迪尔梅德没有承认,也没有否认,只是艰难地站直身体,试图表现出坚强:“我没事……只是需要休息一下。拜托……别声张。”

他这话听起来像是在恳求,但实际上却是在火上浇油。

“别声张?!她都对你用黑魔法了!”罗恩气得脸都红了,“这怎么能算了!”

赫敏的脸色异常严肃,她小心翼翼地托起迪尔梅德那只“受伤”的手(虽然实际上并不痛,但视觉效果极其逼真),仔细查看:“这绝不是普通的惩罚!这是黑魔法伤害!虽然被某种力量治愈了,但痕迹还在!这是违法的!严重的违法!”

“我们必须告诉格林教授!告诉邓布利多教授!”哈利坚决地说。

“不……不要……”迪尔梅德适时地露出一点恰到好处的“恐惧”和“为难”,“我不想让安格斯知道…不想给他惹麻烦…”

“这不是你惹麻烦!是她犯罪了!”赫敏的声音斩钉截铁,“哈利,罗恩,我们扶他去找庞弗雷夫人检查一下,确保真的没事。然后,我们必须立刻采取行动!”

就在他们搀扶着“虚弱”的迪尔梅德离开后不久,走廊另一头的阴影里,安格斯的身影缓缓浮现。他看着几人离去的方向,脸上没有任何表情,只是指尖轻轻摩挲着怀中那枚已经恢复常温的怀表。

计划进行得很顺利,而且乌姆里奇之前使用惩罚羽毛笔威胁学生这档事几乎三分之二的学生都知道。
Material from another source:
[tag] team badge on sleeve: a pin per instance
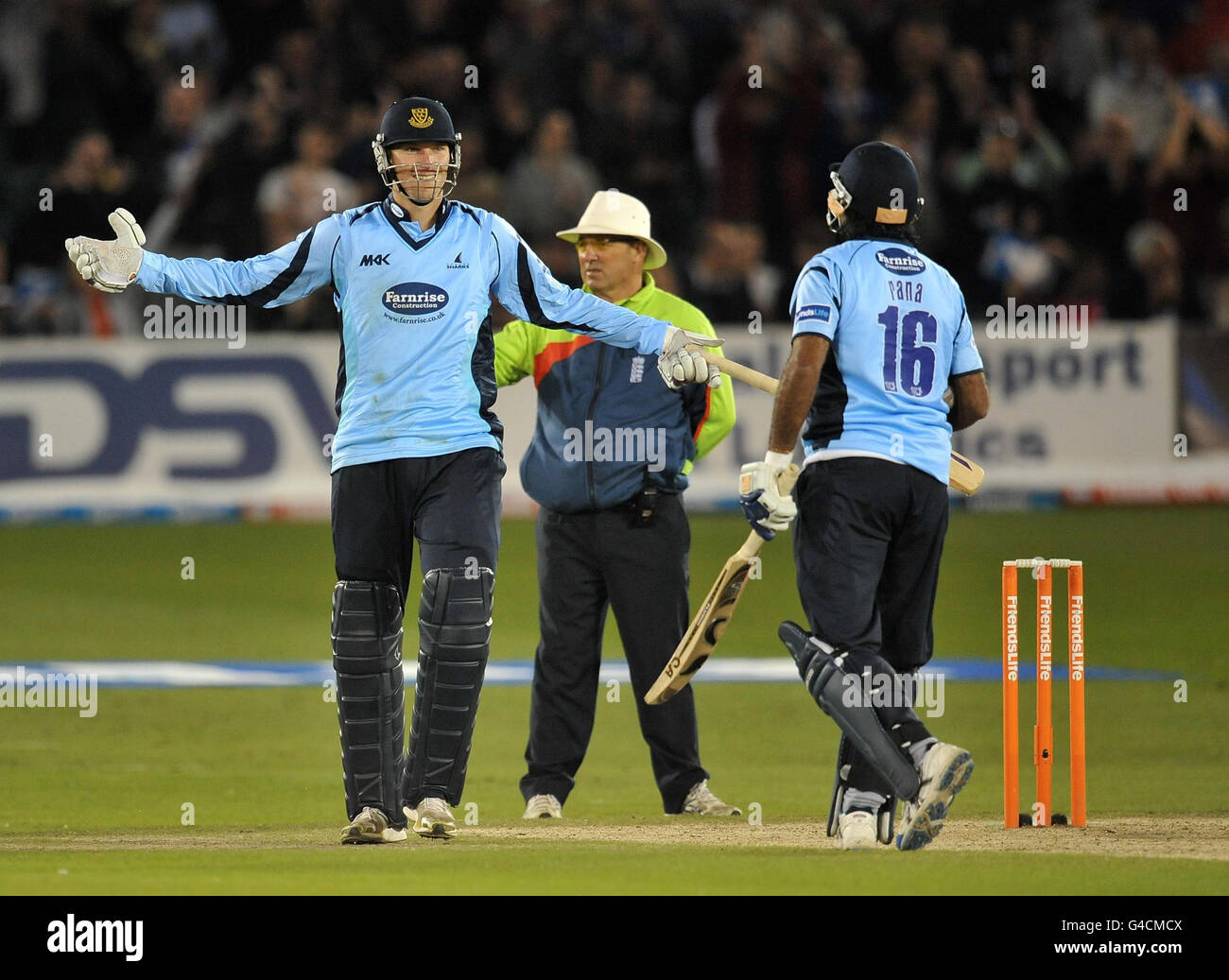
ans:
(814, 311)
现在,目击者有了,证据也有了,受害者的说辞也足够引发最大的愤慨。接下来,只需要让消息以最快的速度发酵。

他转身,无声地消失在阴影中,好像从未出现过。

而另一边,医疗翼的庞弗雷夫人看到迪尔梅德手上的“伤痕”时,发出了震惊的惊呼。

尽管迪尔梅德坚持说已经不疼了,只是看起来吓人,但经验丰富的护士长一口咬定这是黑魔法造成的创伤后遗症,愤怒地表示要立刻上报邓布利多。

消息像野火一样在霍格沃茨内部蔓延开来。

“乌姆里奇用黑魔法体罚学生!”

“她有一支会用学生鲜血写字的笔!”

“她一直拿那个羽毛笔威胁我!” “还有我!” “还有我!”

“受害者是那个和格林教授长得很像的斯莱特林!”

“她显然是在报复!”

如果说之前乌姆里奇的种种行为只是引起反感,那么这次事件则彻底点燃了恐惧和愤怒的火焰。
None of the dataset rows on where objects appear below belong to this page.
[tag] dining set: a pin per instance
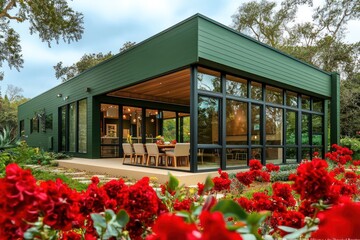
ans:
(162, 154)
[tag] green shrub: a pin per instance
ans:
(7, 140)
(353, 144)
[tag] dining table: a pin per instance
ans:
(165, 147)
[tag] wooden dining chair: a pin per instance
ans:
(180, 150)
(128, 151)
(153, 151)
(140, 152)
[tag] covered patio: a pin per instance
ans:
(113, 166)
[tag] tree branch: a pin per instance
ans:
(9, 6)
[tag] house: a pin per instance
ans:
(231, 97)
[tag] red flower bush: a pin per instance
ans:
(255, 164)
(339, 222)
(141, 203)
(214, 227)
(312, 180)
(270, 167)
(62, 208)
(292, 219)
(170, 226)
(283, 191)
(20, 198)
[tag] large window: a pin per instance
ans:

黑魔法体罚!这已经完全超出了教育惩戒的范畴,触及了所有学生的底线!

而且因为安格斯之前告诉哈利,又被哈利转告给大家的那些话,他们意识到,这次是把乌姆里奇赶出城堡的好机会。

学生们甚至完全团结起来了——为了彻底让这个讨厌的癞蛤蟆滚出学校,四个学院里,每一个去过她办公室、且被她用惩罚羽毛笔威胁过的学生,都一口咬定自己有被她的魔法惩罚过。

迪尔还非常友善地用魔法为他们做好证据。

哈利、赫敏和罗恩立刻行动起来,他们和卢娜将消息透露给了《唱唱反调》的主编,也是卢娜的父亲。

而另一边,丽塔·斯基特的办公室门被敲响。

她不耐烦地说了声“进来”,抬头却看到一位不速之客——埃里克·莫特莱克,安格尔斯·格林那位张扬而忠诚的下属。
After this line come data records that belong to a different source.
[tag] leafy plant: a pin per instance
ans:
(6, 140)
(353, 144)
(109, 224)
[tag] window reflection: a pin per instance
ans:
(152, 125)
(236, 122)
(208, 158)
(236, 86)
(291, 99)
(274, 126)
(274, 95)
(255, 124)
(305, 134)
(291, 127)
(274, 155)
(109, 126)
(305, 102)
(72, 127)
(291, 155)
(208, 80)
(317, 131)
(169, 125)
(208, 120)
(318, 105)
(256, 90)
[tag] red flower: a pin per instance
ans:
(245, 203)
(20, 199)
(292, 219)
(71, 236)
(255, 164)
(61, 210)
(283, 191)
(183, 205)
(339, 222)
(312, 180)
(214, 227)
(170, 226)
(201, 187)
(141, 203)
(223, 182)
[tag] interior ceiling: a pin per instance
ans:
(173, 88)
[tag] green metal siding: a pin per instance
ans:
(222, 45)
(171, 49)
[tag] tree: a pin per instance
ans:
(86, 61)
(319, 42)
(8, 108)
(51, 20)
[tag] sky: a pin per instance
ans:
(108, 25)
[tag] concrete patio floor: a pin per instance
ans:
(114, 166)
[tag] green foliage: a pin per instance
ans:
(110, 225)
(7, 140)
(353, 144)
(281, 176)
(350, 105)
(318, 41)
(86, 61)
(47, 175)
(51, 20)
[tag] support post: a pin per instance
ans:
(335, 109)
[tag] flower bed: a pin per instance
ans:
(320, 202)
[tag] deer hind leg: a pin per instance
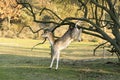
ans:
(53, 58)
(57, 56)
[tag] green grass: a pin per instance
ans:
(18, 62)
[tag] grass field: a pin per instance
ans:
(18, 62)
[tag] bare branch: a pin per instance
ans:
(98, 47)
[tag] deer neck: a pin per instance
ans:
(51, 40)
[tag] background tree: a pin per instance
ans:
(97, 17)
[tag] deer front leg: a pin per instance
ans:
(57, 63)
(53, 58)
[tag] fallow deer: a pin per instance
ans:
(62, 42)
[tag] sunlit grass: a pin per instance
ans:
(18, 62)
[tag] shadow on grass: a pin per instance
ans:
(14, 67)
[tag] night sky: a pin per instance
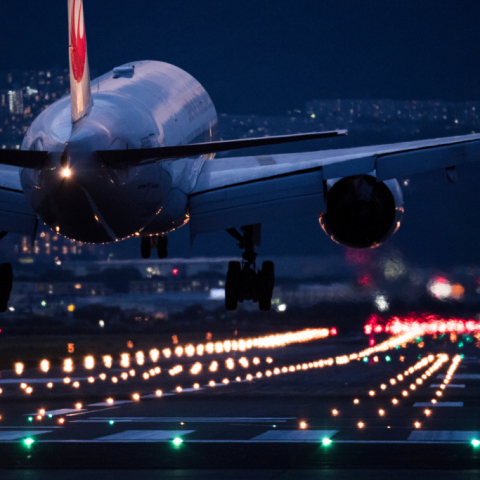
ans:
(259, 56)
(267, 57)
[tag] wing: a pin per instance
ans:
(246, 190)
(16, 215)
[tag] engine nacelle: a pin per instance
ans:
(361, 212)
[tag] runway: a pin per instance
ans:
(418, 410)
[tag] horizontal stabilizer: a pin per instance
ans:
(22, 158)
(131, 157)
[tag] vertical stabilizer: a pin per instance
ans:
(79, 71)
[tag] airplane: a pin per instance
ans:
(132, 154)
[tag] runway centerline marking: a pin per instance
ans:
(187, 419)
(443, 435)
(294, 435)
(144, 435)
(448, 385)
(15, 435)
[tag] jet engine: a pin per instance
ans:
(361, 212)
莫特莱克将一个密封的水晶瓶放在她的桌上,里面是一缕如同银色烟雾般不断流转的记忆。

“我亲爱的老板送给你的……礼物。”莫特莱克的尾音一如既往地上扬着,“他说,您会知道该怎么用它,写出这个月最爆炸的新闻。标题他都帮您想好了几个备选。”

丽塔警惕地看着那个水晶瓶,又看看莫特莱克:“他又想干什么?”她可没忘记安格斯是怎么把她当棋子用的。

莫特莱克微微一笑:“老板说,这次的新闻,绝对符合你追求‘真相’的职业操守,而且……绝对安全,无人能追究你的责任。至于用不用,随你。”

说完,他微微颔首,转身离开,留下丽塔对着那瓶记忆,内心天人交战。最终,对爆炸性新闻的渴望压倒了一切。她小心翼翼地将记忆倒入冥想盆,沉浸进去……

与此同时,安格斯也并没闲着。他通过自己的渠道,将一份关于乌姆里奇使用黑魔法羽毛笔的“详细证据”:

包括哈利波特被摄魂怪袭击的记忆、几十名学生手上伤痕的魔法影像,以及“几位不愿透露姓名的学生”证实乌姆里奇曾威胁使用此类手段的证词,都匿名寄送给了阿米莉亚·博恩斯。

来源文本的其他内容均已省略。